Tuesday, June 3, 2008

Long quote (worth the price of the book)

. . . the greatest and continuous obstacle in the way of our progress to love is egotism. Until egotism completely dies, you can't have true love for anyone. You must leave far behnd you the billows of the ocean of egotism, so that you can bask in the air which comes to you from the kingdom of love. He who loves himself, who is full of self-admiration, who considers himself as the most important of all, can't love others. To love others means to forget yourself, to always go beyond yourself, to consider yourself as nothing. The love of others is consolidated in us by uninterrupted repentance and humility. Egotism sees itself inflated to the extent that all reality is hidden. It thinks that it should own everything. It weighs every person to see how to use him, or at least it tries to avoid the danger which might come from his supremacy. In all things, in all actions, the egotist projects his own person; he sees and serves nothing else; he worships it, to him it is a god, or better said an idol in place of God. His own authentic nature is drowned in egotism.
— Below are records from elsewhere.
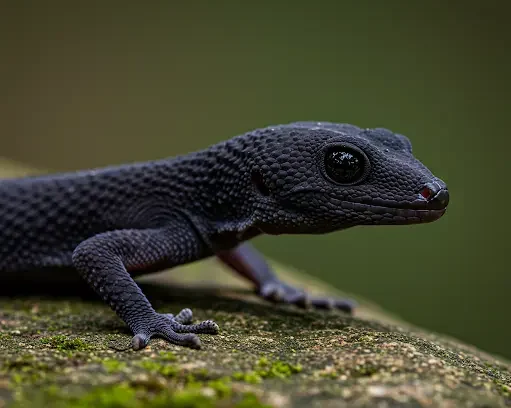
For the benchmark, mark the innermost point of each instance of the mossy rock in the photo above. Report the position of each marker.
(70, 350)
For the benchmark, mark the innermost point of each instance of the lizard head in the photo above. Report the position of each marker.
(320, 177)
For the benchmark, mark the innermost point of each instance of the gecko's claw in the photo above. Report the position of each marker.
(280, 292)
(170, 327)
(185, 316)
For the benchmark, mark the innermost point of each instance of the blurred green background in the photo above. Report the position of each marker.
(86, 86)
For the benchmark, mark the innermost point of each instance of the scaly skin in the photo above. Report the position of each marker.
(114, 223)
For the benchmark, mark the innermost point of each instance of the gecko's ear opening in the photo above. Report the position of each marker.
(258, 182)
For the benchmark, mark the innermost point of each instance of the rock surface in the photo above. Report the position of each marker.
(69, 350)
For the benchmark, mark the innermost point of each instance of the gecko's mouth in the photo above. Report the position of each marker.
(395, 215)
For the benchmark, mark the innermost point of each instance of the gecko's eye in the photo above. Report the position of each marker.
(345, 165)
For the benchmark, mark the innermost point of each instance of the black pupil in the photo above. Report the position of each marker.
(344, 166)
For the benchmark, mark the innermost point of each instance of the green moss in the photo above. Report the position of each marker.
(63, 343)
(166, 370)
(197, 395)
(25, 369)
(266, 369)
(167, 356)
(249, 400)
(250, 377)
(113, 366)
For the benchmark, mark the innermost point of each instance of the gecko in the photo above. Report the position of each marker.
(109, 225)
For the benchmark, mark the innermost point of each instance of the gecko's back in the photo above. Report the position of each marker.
(43, 218)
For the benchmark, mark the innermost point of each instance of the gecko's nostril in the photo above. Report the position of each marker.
(427, 193)
(436, 195)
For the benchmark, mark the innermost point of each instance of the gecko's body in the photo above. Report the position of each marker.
(110, 224)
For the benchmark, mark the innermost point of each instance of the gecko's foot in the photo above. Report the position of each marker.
(280, 292)
(170, 327)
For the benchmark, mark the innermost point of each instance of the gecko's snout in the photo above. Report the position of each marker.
(436, 195)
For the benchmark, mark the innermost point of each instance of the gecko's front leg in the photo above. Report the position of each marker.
(246, 261)
(105, 261)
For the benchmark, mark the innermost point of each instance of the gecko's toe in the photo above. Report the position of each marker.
(185, 316)
(140, 341)
(205, 327)
(170, 328)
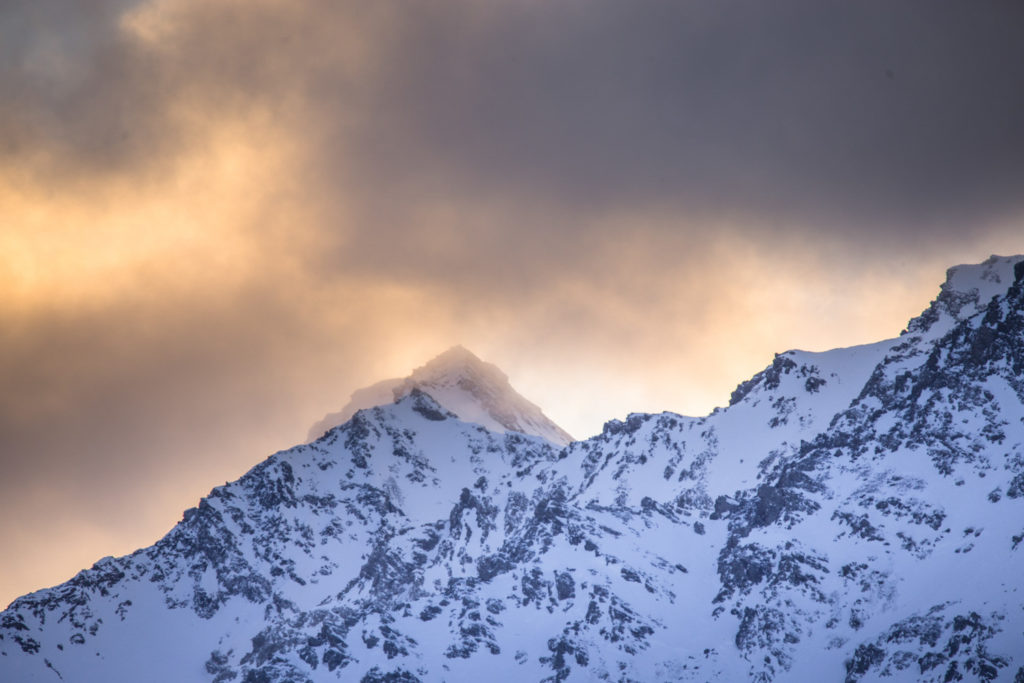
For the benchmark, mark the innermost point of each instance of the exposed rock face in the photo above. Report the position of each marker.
(474, 390)
(856, 514)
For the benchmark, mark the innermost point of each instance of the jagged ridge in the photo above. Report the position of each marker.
(822, 525)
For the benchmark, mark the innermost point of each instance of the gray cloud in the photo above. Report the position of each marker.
(599, 188)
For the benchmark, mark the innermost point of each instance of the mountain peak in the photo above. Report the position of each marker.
(473, 389)
(967, 292)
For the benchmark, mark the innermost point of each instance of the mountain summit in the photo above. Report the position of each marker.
(473, 390)
(855, 514)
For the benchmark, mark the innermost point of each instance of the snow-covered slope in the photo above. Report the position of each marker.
(474, 390)
(856, 515)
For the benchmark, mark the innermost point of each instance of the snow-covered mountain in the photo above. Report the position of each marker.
(856, 514)
(473, 390)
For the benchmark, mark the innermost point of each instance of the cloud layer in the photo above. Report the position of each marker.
(220, 217)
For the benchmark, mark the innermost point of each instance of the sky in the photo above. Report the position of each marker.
(220, 217)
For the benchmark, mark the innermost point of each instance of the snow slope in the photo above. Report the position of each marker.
(474, 390)
(856, 515)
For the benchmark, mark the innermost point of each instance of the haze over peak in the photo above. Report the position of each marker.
(473, 389)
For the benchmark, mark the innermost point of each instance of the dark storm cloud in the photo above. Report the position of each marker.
(829, 116)
(835, 115)
(227, 214)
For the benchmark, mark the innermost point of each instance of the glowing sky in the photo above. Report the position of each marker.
(219, 217)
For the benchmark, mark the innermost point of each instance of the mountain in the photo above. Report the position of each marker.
(473, 390)
(854, 514)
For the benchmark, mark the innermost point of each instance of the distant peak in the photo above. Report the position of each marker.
(462, 383)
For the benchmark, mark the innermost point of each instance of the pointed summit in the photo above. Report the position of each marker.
(475, 390)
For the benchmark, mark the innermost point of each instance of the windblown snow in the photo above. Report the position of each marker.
(855, 514)
(474, 390)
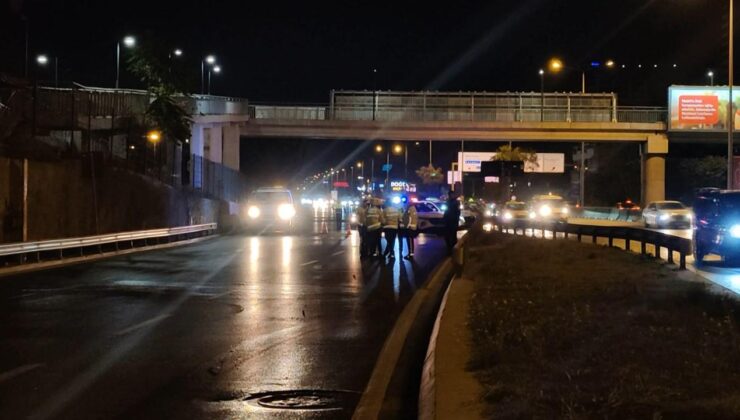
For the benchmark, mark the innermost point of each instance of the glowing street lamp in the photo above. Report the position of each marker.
(216, 69)
(128, 42)
(210, 60)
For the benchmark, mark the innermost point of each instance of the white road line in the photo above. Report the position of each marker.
(20, 370)
(220, 295)
(146, 323)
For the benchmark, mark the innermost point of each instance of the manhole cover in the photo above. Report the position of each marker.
(305, 399)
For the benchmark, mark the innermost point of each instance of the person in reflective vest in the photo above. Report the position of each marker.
(361, 228)
(390, 229)
(409, 223)
(374, 223)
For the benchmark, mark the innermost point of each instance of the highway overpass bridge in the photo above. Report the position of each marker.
(219, 122)
(474, 116)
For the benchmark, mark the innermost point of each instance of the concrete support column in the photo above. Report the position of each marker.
(657, 149)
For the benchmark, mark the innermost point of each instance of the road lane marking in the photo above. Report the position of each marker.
(220, 295)
(20, 370)
(140, 325)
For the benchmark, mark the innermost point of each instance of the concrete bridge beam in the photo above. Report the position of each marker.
(656, 150)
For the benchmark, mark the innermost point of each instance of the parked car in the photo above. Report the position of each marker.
(667, 214)
(431, 217)
(269, 209)
(549, 207)
(514, 213)
(717, 224)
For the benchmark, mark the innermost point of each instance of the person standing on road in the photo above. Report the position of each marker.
(362, 228)
(409, 221)
(338, 215)
(374, 225)
(452, 221)
(390, 229)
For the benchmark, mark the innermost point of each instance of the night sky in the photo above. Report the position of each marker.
(296, 52)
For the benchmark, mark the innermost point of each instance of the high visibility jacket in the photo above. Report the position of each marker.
(374, 218)
(410, 218)
(361, 215)
(392, 217)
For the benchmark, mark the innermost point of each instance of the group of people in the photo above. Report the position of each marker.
(393, 221)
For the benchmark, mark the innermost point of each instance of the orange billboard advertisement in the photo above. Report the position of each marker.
(701, 108)
(698, 109)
His concern for others is only a tactic, in order to really serve his own interests. Thus in a false way he fills his whole horizon with his inauthentic ego. He walls himself off on all sides with his false self. It's clear then that he can't see others for themselves, in a disinterested way, with true love, just as he can't see his authentic self within the framework of the loving community of all. Love is the exit from the magic and illusory circle of egotism, a circle which I extend to the infinite, as in a delusive dream. It is a breaking out into a true relationship, in communion with others. It is an exit from the shadowy prison of the ego and the entrance into the life of the community, of solidarity, into the kingdom of love, which includes everyone.